Subject: Re: inter-cpu coherency and kernel data structures
To: None <thorpej@zembu.com>
From: Hal Murray <murray@pa.dec.com>
List: tech-smp
Date: 08/16/2000 20:35:24
I'll take a try at this, at least the Alpha part.
I'm not a wizard in this area, but I hang out with people who are
and I like low level stuff so this is an excuse for me to learn.
Standard disclaimers etc. This is my best effort, nothing official.
(But please let me know if I botch anything.)
> On the Alpha, you're supposed to issue a memory barrier to ensure
> that other "processors" see the changes you've made to a memory
> location -- basically, you drain the write buffer. The "processor"
> may be an I/O device (such as a disk controller, DMA mapper, etc.)
First red flag. The MB doesn't necessarily drain the write buffer.
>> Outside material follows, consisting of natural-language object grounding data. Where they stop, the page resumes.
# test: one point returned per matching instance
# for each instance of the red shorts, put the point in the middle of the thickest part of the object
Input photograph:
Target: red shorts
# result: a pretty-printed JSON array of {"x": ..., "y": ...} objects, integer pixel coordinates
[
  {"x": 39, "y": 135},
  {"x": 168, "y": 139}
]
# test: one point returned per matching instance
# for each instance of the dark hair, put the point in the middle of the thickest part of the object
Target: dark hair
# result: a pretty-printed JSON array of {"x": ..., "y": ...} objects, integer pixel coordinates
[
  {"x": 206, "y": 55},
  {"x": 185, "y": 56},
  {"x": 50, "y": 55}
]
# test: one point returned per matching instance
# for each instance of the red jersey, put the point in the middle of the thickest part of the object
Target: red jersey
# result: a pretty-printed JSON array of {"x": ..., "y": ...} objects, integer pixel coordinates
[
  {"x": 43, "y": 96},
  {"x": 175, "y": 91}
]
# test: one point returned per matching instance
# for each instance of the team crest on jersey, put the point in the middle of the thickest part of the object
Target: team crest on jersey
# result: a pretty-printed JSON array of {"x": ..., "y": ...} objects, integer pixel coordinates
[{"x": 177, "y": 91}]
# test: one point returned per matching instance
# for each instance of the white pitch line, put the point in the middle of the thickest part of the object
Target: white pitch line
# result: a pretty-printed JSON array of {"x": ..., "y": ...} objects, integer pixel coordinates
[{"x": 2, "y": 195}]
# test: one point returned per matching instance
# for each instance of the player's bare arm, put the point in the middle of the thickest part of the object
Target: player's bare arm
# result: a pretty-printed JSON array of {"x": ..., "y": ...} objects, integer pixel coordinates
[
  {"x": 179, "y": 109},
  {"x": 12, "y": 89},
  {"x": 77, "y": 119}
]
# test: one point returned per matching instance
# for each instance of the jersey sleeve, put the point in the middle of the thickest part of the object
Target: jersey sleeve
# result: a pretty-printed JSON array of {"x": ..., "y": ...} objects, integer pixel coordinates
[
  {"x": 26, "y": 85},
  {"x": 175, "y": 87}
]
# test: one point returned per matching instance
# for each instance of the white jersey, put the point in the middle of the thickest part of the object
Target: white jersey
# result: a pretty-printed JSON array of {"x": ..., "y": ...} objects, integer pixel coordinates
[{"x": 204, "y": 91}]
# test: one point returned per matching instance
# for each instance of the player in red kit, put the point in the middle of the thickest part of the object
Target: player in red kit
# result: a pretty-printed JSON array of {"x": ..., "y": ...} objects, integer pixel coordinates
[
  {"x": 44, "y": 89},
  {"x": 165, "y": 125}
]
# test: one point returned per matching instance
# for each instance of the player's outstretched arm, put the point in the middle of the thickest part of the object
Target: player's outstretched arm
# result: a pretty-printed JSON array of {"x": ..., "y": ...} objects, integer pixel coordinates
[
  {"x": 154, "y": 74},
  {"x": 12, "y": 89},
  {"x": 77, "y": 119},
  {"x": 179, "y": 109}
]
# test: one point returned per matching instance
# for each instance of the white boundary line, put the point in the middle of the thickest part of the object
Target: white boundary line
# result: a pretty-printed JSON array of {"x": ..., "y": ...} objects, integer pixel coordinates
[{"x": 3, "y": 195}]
On an Alpha, a CPU is allowed to reorder loads and stores.
First consider a single CPU system. The CPU can hang on to modified
data for an arbitrary time and it can do arbitrary prefetches. It
can reorder stores relative to other stores. It can reorder loads
relative to other loads. It can reorder loads/stores. It must look
to the programmer as if it is doing things in the order specified.
EV6s have write-back caches so writes to the outside world can
easily get reordered and have huge delays.
Now consider multiple CPUs. The question is if CPU #1 executes a
sequence of loads and stores, will CPU #2 see the same order? The
answer is that CPU #2 can see a different order unless you use the
MB.
With the MB, all the loads/stores before the MB appear to other CPUs
to happen before any of the loads/stores after the MB.
So the typical sequence of:
lock
critical-section-with-loads+stores
unlock
Should get turned into:
lock
MB
critical-section-with-loads+stores
MB
unlock
Obviously, the MBs can get folded into the lock/unlock macros.
A good term to use when discussing this is "leak". Think of the
nominal sequence of loads and stores as a reference, remembering
that the lock/unlock includes loads and stores. The first MB above
keeps any loads from "leaking" out of the critical section by getting
prefetched before the loads/stores used to get the lock. The second
MB keeps stores in the critical section from leaking out past the
store in the unlock, it prevents delayed writes.
MBs are expensive. You don't want to sprinkle them around just to
be safe. (Of course, you don't want to miss one.)
> While doing some hacking in the pmap module, it occurred to me that
> this would be a good idea for PTEs, too. But then I thought -- geez,
> where does it end? Do you issue an MB after frobbing with any random
> linked list structure? Etc.
I would expect SMP ready code would have a lock/mutex to protect
the linked list. If so, the MB as described above (and folded into
the lock/unlock macros) should do the right thing.
VAXes, for example, had microcode that did atomic queue manipulation
so they didn't need locks. If you have code like that you probably
need to add locks.
For very simple updates, you might be able to write some sneaky code
that does one ldx_l/stx_c rather than two. The idea is to do the
work directly rather than using a lock. (The restrictions on what
you can do between the ldx_l and the stx_c are tight.)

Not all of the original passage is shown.